WEDNESDAY, MAY 21, 1930

HOUSE OF REPRESENTATIVES,
COMMITTEE ON THE PUBLIC LANDS,

Washington, D. C.

The CHAIRMAN. The committee will now consider H. R. 11133. I will say to the committee that we have followed the practice of waiting until the member introducing the bill made request to have it referred down for report; and this was not done until too late to get a report this morning. But there are some witnesses here whom the committee will hear on the bill, and the report will not be filed until the department is ready to submit its regular report.

We will hear from Judge Garber.

Under the conditions of this one, it might be well to incorporate the bill in the hearing: The bill reads as follows:

[H. R. 11133, Seventy-first Congress, second session]

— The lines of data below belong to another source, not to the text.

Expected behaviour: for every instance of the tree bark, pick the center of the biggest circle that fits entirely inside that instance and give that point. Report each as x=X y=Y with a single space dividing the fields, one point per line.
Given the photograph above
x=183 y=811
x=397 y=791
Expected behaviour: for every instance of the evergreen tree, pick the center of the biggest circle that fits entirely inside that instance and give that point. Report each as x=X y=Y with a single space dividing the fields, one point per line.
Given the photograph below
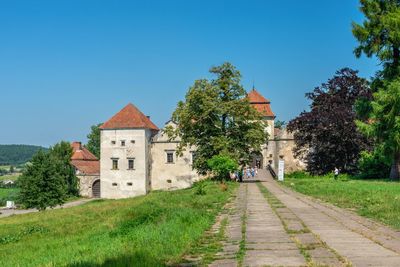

A BILL Granting to the State of Oklahoma two hundred and ten thousand acres of unappropriated nonmineral land for the benefit of its agricultural and mechanical colleges, according to the provisions of the acts of July 2, 1862, and July 23, 1866, and authorizing the Secretary of the Treasury, upon the Secretary of the Interior certifying the number of acres available and that there are not sufficient lands in the State of Oklahoma to comply with the provisions of this act, to pay to the State of Oklahoma in lieu thereof the sum of $1.25 per acre for the number of acres due said State

Be it enacted by the Senate and House of Representatives of the United States of America in Congress assembled, That the act approved July 2, 1862, entitled “An act donating public lands to the several states and Territories which may provide colleges for the benefit of agriculture and the mechanic arts" (12 Stat. L. 503), on the basis of thirty thousand acres of nonmineral land of the value of $1.25 per acre for each Senator and Representative in Congress from each State, and the act of July 23, 1866 (14 Stat. L. 208), extending the benefits of said act of July 2, 1862, to any Territory which may thereafter become a State and be admitted to the Union, are hereby made applicable to the State of Oklahoma, and the said State is hereby granted two hundred and ten thousand acres of unappropriated nonmineral public land within the State of Oklahoma: Provided, That the State of Oklahoma, by its governor and secretary of state, shall file with the Secretary of the Interior, within six months after the approval of this act, its acceptance of the terms and conditions of this grant as specified and contained in said acts of July 2, 1862 and July 23, 1866.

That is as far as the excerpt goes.